Hot Spring County, near the border with Garland County.
What to See: Plants
Trap Mountain contains four general habitats:
- Glades occur on ridgelines and south- and north-facing slopes. Old, dwarf, fire- and drought-tolerant trees like post oak and blackjack oak survive here. The rare Arkansas cabbage or twistflower (Streptanthus obtusifolius), which is endemic to the Ouachita ecoregion, grows in the understory.
- Woodland slopes feature shortleaf pine, oaks and hickories with shrubs, grasses and wildflowers in the understory, depending on the direction of the slope.

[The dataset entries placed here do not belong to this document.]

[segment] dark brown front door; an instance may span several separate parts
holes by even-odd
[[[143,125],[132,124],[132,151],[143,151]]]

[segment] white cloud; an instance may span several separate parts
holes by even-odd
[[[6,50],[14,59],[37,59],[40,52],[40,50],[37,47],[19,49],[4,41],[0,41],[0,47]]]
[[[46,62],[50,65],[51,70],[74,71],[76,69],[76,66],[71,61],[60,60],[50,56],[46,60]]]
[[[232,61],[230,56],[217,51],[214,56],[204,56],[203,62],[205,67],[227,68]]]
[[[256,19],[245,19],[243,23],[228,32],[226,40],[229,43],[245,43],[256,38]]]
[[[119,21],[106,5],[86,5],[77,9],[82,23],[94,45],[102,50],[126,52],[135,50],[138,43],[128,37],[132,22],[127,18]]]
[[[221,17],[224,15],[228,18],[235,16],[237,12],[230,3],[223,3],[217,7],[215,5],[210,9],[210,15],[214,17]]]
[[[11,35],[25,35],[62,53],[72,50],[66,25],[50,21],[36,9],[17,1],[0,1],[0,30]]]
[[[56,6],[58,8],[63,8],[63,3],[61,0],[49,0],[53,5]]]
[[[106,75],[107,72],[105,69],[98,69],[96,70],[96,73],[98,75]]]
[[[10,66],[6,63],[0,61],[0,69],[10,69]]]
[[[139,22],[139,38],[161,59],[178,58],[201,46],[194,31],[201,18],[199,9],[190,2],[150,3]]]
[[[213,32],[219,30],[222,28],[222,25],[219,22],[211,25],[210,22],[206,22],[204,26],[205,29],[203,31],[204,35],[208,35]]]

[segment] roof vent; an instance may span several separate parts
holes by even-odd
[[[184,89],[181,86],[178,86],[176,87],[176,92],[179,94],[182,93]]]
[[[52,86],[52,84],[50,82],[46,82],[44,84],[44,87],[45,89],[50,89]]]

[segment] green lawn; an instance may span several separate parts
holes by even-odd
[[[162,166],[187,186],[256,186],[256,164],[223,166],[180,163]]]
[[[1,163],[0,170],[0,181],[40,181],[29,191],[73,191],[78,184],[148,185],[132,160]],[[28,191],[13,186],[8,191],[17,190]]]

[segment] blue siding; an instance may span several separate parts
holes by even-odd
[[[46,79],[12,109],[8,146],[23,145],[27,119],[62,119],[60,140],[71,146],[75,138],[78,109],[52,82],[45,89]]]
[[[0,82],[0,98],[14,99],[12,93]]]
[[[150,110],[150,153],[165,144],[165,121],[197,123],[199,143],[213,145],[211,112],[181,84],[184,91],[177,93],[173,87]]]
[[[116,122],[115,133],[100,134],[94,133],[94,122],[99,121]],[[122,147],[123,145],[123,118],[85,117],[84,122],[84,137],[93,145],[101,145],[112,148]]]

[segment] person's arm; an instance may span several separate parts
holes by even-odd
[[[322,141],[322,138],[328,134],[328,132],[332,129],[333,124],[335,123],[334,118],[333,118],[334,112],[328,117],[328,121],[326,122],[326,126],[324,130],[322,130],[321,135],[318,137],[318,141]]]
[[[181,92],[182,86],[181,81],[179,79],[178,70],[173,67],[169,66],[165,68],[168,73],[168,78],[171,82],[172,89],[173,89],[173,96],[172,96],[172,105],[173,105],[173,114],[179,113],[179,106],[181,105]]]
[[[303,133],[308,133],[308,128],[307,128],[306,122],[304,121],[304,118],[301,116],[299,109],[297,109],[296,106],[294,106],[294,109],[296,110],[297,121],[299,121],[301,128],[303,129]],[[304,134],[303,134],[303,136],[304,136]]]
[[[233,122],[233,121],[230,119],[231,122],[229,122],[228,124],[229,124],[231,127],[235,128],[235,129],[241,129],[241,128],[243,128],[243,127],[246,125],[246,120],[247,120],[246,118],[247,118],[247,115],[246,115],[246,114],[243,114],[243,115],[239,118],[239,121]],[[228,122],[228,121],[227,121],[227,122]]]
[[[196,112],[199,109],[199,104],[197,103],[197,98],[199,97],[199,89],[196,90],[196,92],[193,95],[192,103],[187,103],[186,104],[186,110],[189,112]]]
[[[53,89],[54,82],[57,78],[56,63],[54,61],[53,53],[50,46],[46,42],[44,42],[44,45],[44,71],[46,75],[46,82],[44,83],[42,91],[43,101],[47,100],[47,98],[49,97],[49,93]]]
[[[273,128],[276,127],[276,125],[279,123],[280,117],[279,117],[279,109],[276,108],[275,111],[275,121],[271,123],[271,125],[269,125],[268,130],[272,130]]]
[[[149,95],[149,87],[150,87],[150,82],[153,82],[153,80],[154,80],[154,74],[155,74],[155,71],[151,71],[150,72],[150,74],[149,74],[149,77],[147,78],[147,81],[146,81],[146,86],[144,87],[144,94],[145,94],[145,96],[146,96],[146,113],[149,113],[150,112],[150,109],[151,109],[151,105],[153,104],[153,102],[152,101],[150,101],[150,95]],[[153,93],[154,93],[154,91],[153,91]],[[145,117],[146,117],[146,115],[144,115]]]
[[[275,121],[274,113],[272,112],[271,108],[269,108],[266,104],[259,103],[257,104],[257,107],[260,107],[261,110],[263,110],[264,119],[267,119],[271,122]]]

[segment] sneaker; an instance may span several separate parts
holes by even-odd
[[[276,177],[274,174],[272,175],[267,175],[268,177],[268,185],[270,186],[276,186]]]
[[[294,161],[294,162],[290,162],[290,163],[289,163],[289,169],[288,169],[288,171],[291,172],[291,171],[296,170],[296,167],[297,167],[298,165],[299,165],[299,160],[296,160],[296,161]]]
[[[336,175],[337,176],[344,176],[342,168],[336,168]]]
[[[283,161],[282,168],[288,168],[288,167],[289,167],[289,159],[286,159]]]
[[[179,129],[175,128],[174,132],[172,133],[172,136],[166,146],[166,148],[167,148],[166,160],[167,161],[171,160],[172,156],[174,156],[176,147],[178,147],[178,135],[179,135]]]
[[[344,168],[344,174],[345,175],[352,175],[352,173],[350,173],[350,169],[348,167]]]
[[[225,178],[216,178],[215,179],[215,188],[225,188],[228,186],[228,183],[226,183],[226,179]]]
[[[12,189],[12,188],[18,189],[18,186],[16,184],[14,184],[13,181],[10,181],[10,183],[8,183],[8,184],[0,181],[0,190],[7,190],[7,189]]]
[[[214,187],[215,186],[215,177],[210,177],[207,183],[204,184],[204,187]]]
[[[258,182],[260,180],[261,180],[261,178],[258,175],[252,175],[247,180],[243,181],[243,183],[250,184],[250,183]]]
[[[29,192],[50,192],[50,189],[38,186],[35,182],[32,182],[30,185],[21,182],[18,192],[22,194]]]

Endemic Ouachita bluets (Houstonia ouachitana) can be found in places.
- In the riparian forest along the ephemeral creeks and moist lower slopes, one can find flowering dogwood (Cornus florida), several varieties of fern, and the dwarf iris (Iris cristata).
- Wooded Seeps are habitat for orchids such as the yellow-fringed orchid (Platanthera ciliaris).
What to See: Animals
Nearly two dozen species of butterflies, including the rare diana fritillary (Speyeria diana); 60 bird species, including hawks, warblers, kinglets, tanagers, vireos and woodpeckers; white-tailed deer (Odocoileus virginianus); black bear (Ursus americanus).
Why the Conservancy Selected This Site
The Ouachita Mountain ecoregion of Arkansas and Oklahoma comprises a landscape of more than eight million acres with rugged mountain ridges, broad valleys, and the headwaters of several large river systems. The complex geological formations and soils of this forested landscape have created tremendously diverse habitats for a wide variety of species. With roughly four dozen species found nowhere else in the world, the Ouachitas are one of North America's hot spots for endemism.
Dr. and Mrs. John B. Simpson of Hot Springs donated the original 348.5 acres of ecologically unique land to the Conservancy in 2000 to establish the preserve. Since then, they've made additional donations to help expand the preserve. It protects six rare species of plants.
What the Conservancy Has Done/Is Doing
The Conservancy has purchased two additional tracts consisting, bringing the preserve's total area to 791 acres.
The preserve is a demonstration site for oak ecosystem restoration and is part of a cooperative program with the state’s Game and Fish, Natural Heritage and Forestry commissions, the USDA Forest Service and others. The Conservancy is using prescribed fire to restore the preserve’s woodlands to a more open structure.